Blackbird, which delivers to dispensaries in Reno, Las Vegas and a handful of other areas, currently services 99 wholesalers and makes 100 to 150 deliveries a day, according to the state’s report.

Blackbird is delivering to “every dispensary in the state, no joke,” said Chad Strand, chief operations officer for the company, noting that company covered more than 10,000 miles in just a few weeks.

“We’re definitely carrying a lot of the weight. We’re happy about it, to be given this opportunity, to get this thing going because there’s such high demand, but everybody wants product and everyone wants it as soon as possible. All of it. Everybody wants everything. It’s all flying off the shelves,” Strand told the Reno Gazette-Journal earlier this month.

Blackbird went from six employees to 30 just to meet the demand, the report said, and has been operating with 10 vehicles, though it owns another two and has purchased 10 more.

The company’s CEO, Tim Conder, last week said that the state’s retail program needs five more distributors of Blackbird’s size to meet the current demand.

“The distribution is limping along. The facilities aren’t completely running out,” said Riana Durett, spokeswoman for the Nevada Dispensary Association.

Edibles, primarily gummies and chocolate bars, have been running out the fastest, Durrett said, and products that have low levels of the psychoactive component THC also are hot items.

Ultimately, the program’s floundering start could lead as well to a budget shortfall since Sandoval budgeted $70 million in state revenue from the fledgling industry over the next two years. The state will not be releasing revenue numbers until late September because businesses don’t report their numbers until August.

“I’ve received no information to indicate that revenues have fallen behind original projections,” Sandoval said.

Money from the 15 percent cultivation tax on all marijuana product in the state will go toward schools, and the 10 percent tax collected from recreational marijuana upon sale will go toward the state’s rainy day fund.

“They aren’t selling as much product and we aren’t collecting as much in taxes.
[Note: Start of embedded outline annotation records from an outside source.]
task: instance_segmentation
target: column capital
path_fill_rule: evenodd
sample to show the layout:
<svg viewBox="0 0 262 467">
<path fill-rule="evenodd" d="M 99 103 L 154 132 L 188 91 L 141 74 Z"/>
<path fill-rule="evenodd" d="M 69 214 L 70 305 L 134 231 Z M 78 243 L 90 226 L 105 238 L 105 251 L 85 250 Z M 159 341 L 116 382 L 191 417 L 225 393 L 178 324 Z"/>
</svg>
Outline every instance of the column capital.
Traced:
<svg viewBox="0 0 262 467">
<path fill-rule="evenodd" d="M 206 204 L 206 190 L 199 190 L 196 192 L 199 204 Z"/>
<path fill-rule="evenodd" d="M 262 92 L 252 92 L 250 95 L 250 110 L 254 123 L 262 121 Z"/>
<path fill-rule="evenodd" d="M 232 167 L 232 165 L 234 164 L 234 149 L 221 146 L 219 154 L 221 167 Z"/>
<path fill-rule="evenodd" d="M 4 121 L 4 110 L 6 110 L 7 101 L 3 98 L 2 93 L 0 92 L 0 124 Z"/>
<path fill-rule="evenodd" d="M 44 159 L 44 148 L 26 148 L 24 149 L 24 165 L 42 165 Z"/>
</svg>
We don’t have any numbers so we can’t quantify yet,” said Stephanie Klapstein, spokeswoman for the state taxation department.

Asked whether the state, aside from the distribution issue, had enough marijuana supply to meet the increased demand in Nevada, Klapstein said that there has not been enough delivery of marijuana to the dispensaries to even know at this point if there’s ample product to go around.

“Because we’re stuck with a distribution problem, I don’t think we’d even be aware of that yet,” she said.